When starting this lower-back-strengthening program, it is important that you NOT do your maximum for ten reps on your first work out. Rather use a weight that allows you to do in excess of 10 reps, for example 12–15 reps. This gives you a platform from where you start climbing up. The object is to start with a comfortable weight, which you gradually increase each heavy day (in this example, every Saturday).

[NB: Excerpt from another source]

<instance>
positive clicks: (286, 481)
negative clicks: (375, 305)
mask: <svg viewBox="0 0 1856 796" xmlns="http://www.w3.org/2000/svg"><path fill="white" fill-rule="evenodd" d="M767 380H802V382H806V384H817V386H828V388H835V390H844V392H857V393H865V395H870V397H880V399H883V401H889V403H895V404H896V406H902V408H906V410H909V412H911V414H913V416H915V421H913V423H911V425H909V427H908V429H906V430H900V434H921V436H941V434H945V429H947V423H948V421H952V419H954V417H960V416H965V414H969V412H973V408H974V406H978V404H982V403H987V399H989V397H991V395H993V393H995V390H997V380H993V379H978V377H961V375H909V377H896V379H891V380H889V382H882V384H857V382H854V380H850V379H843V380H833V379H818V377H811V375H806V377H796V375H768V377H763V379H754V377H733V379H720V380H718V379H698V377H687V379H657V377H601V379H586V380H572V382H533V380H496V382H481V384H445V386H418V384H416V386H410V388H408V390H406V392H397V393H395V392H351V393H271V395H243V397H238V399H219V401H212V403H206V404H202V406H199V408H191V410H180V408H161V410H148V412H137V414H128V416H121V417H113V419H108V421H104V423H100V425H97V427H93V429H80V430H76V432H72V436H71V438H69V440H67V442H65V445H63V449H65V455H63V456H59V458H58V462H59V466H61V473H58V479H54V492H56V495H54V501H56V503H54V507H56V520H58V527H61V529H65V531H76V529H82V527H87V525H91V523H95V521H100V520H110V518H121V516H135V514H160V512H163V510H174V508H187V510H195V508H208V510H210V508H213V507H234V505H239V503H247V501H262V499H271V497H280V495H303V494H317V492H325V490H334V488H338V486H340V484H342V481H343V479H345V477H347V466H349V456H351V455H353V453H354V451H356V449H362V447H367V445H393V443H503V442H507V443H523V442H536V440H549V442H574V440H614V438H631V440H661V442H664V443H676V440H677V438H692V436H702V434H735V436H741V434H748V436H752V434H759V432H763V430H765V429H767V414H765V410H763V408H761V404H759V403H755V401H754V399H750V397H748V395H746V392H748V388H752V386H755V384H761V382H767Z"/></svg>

After X number of weeks you will eventually reach a plateau of 10 reps with a given weight. One of several methods of breaking past this plateau is to reduce the weight on your next heavy day. For example, if your maximum is 300 lbs, do two progressive warm-up sets, and then do 3 sets of 10 reps with 245 lbs. Then each succeeding heavy day, in this instance every Saturday, increase the weight 10 pounds. When you get to the point where you fail to do 10 reps on the third set, eliminate the third set and progress with 2 sets of 10 reps the following and each succeeding heavy day. Eventually when you get to the point that you fail to do 2 sets of 10 reps, eliminate the second set and keep progressing with 1 set of 10 reps until you reach your maximum, which most likely will be 305 or higher. When you reach your maximum, change the exercise, and use the same climbing process. By rotating the exercises back and forth you will strengthen the lower back from all different angles, thus improving overall back strength.

Example Programs:

Program 1 (Saturday, heavy day): Reverse hyperextension using BackMaster I in combination with hyperextension for pump set on BackMaster II

First set: warmup set of 10 reps
(rest)
Second set: warmup set with increased weight for 10 reps
(rest)
Third set : warmup set with increased weight for 10 reps
(rest)
Fourth set: increase weight, allowing you to do about 10–12 reps comfortably
(rest)
Pump set (high reps) using hyperextension on BackMaster II

Program 1 (Monday or Tuesday, light day,): reverse hyperextension

Two progressive warmup sets of 10 reps
(rest in between)
Three sets of 10 reps (same weight)

Program 2 (Saturday, heavy day): reverse hyperextension using BackMaster I with pump set at the end

First Set: warmup set of 10 reps
(rest)
Second set: warmup set of 10 reps with increased weight
(rest)
Third set: warmup set of 10 reps with increased weight
(rest)
Fourth set: increase weight, allowing you to do about 10–12 reps comfortably
(rest)
Pump set with reverse hyperextension on BackMaster I

Program 2: (Monday or Tuesday, light day): Reverse hyperextension on BackMaster I

Two progressive warmup sets of 10 reps
(rest in between)
Three sets of 10 reps (same weight)

Program 3 (Saturday, heavy day): Hyperextension using BackMaster II without pump set

First set: warmup set of 10 reps
(rest)
Second set: warmup set of 10 reps with increased weight
(rest)
Third set: warmup set of 10 reps with increased weight
(rest)
Fourth and final set: 10 reps

Program 3 (Monday or Tuesday, light day): Hyperextension using BackMaster II

Two progressive warmup sets of 10 reps
(rest in between)
Three sets of 10 reps using the same weight in each set

Note: if your gym or facility is not equipped with a reverse hyperextension machine, you can do them manually on a standard hyperextension bench by using ankle weights or multipurpose gravity boots with loading bar.

Personal note: Since undergoing a lumbar fusion at the Mayo Clinic in 1980, I have applied my methods of rehabilitation and conditioning, followed by the two stages of strength training for my lower back (see my video Complete Low Back Care. To this day, after 32 years, my lower back is not just free of all pain and discomfort, but is still exceedingly strong.